No entanto, a taxa de juros iniciou outra rodada forte de queda a partir de 2016, saindo de 14,25% a.a. para 2,25% a.a. com a decisão tomada hoje pelo COPOM, uma queda de quase 85%. Nesse período, a quantidade de investidores explodiu, saindo de aproximadamente 560mil para 2,4 milhões. A correlação entre SELIC e a quantidade de investidores domésticos na bolsa é inversa, atingindo -77% entre 2002 a 2020. Em outras palavras, quando a SELIC cai, o investidor vai para Bolsa e vice-versa.

Foto: Reprodução.

Por quê isso ocorre? Para o investidor doméstico, a taxa livre de risco que ele considera não são os bonds de países desenvolvidos (de baixo risco) e ponderados ao risco país, como geralmente empregamos em valuations de empresas e sim a própria SELIC. Apesar dos custos de transação para realizar investimentos fora do país tenham diminuído pela melhoria da tecnologia, o investidor doméstico basicamente prioriza seus aportes dentro da sua jurisdição. É o que chamamos de home bias, ou seja, o investidor Brasileiro terá uma tendência a investir aqui e não lá fora, mesmo que o risco/retorno lá fora seja mais atrativo que aqui. Além disso, esse investidor utilizará as taxas que ele tem disponível no mercado em que ele atua para tomar decisão, nesse caso, a taxa livre de risco para o investidor doméstico sugere ser a própria SELIC.

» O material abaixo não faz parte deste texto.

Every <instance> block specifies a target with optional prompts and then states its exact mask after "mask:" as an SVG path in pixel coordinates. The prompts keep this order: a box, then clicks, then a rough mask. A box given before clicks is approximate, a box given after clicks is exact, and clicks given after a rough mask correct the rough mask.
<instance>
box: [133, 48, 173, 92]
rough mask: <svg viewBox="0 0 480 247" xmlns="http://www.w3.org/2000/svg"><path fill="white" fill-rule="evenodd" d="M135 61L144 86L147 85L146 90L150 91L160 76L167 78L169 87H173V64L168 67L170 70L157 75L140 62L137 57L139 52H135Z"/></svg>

Assim, a rentabilidade mínima exigida pelo investidor irá oscilar de acordo com a SELIC, servindo como um teto mínimo para se investir. Se a SELIC estiver a 6% a.a., logo o investidor deverá exigir no mínimo essa taxa e mais alguma coisa – que chamamos prêmio de risco – para se investir em ativos de risco, como por exemplo, em ações. Se ela cai para 3% a.a. e o prêmio de risco permanecer constante, a rentabilidade mínima para se investir em ações caiu três pontos percentuais, portanto, o investidor avaliará a bolsa como “barata” e irá migrar seus investimentos para ativos de risco.

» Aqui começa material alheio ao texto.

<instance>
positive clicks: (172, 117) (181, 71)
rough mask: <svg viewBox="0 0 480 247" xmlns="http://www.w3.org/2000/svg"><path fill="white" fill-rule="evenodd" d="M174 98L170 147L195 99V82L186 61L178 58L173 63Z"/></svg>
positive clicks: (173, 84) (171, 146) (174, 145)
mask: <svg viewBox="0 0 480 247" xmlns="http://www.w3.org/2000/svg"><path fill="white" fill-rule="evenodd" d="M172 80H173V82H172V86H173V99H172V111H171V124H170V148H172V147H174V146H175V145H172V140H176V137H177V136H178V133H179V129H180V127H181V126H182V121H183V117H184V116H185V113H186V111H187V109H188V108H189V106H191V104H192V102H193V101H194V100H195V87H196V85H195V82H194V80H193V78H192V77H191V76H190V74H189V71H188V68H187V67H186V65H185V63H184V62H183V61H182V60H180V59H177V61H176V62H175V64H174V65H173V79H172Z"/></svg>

O mais interessante é que o investidor doméstico parece não se afetar tanto com o risco país em seus modelos de valuation como por exemplo os estrangeiros se afetam. Em 2019, o risco país medido pelo EMBI+ girou na média em torno de 2,41% a.a., onde nesse mesmo ano a SELIC média anualizada foi de 5,94%. Com a eclosão do COVID-19, o EMBI+ médio pulou para 3,80% a.a., um aumento de quase 60% no risco país. Mesmo assim a quantidade de investidores pessoas físicas que entraram na bolsa no ano de 2020 cresceu impressionantes 800mil, um aumento de quase 50% em relação ao ano inteiro de 2019. Note que esse crescimento compara os cinco primeiros meses de 2020 em relação ao ano inteiro de 2019.

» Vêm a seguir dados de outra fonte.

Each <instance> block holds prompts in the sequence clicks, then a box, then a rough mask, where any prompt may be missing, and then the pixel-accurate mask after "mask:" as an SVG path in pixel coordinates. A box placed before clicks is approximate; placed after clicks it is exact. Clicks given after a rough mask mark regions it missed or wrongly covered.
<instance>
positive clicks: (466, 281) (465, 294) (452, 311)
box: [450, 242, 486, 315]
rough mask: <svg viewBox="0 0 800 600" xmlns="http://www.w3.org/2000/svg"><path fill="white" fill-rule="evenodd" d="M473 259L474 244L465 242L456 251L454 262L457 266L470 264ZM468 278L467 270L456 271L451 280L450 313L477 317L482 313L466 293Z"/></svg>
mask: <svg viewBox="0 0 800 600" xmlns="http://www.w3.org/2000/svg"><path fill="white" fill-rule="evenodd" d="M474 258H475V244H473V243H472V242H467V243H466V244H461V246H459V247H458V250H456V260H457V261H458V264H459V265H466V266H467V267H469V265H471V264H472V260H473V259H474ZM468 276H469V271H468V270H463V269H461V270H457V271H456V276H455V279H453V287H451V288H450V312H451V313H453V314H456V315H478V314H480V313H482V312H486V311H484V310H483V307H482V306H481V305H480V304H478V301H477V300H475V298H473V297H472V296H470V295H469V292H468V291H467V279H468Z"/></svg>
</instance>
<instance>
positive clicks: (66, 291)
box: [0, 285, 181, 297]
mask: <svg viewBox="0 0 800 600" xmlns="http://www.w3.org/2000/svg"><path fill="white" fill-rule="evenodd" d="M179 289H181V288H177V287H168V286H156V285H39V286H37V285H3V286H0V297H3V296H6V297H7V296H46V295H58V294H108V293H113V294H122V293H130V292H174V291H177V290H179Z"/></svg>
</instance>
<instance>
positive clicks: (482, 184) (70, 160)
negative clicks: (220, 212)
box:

Em relação aos fluxos financeiros, os investidores estrangeiros tiveram aportes líquidos negativos de aproximadamente R$ 75 bilhões (vendeu bolsa), enquanto que pessoas físicas e fundos institucionais tiveram aporte líquido positivo de R$ 34 bilhões e R$ 36 bilhões, respectivamente (compraram bolsa).
Como pode justificar um aumento expressivo da quantidade de pessoas físicas na bolsa Brasileira ao passo em que o risco país sobe quase 60%? Fica claro que a SELIC influencia bastante o comportamento do investidor doméstico .

Para concluir, quanto menor a taxa SELIC, mais atrativo será investir na Bolsa para o investidor pessoa física, provocando mais fluxos para a renda variável. Por isso, a SELIC em patamares historicamente baixos fará com que a bolsa Brasileira esteja, aos olhos do investidor doméstico, mais atrativa. Com uma SELIC nunca antes vista na história recente do Brasil, os investidores de renda fixa serão motivados a migrar seus investimentos para a bolsa, fazendo com que as ações listadas tenham valorização e operem sob múltiplos historicamente maiores.

Se a queda da SELIC pode ser um grande impulsionador do investidor doméstico na bolsa, caso ela venha subir pode ser também o seu grande algoz. Caso o país seja compilado a subir as taxas de juros para patamares que estávamos acostumados, podemos ter um “ajuste SELIC” da bolsa. Nesse caso, os múltiplos provavelmente serão negociados a patamares menores.


Foi utilizada a SELIC média da SELIC anualizada em cada ano. Veja matéria: https://glo.bo/3hLxFKM 
Apesar do artigo focar na pessoa física, há toda uma indústria de fundos de renda fixa e previdência que tem em seus portfólios somas relevantes de capital aportados na renda fixa, que nesse momento, passa por revisão da suas estratégias.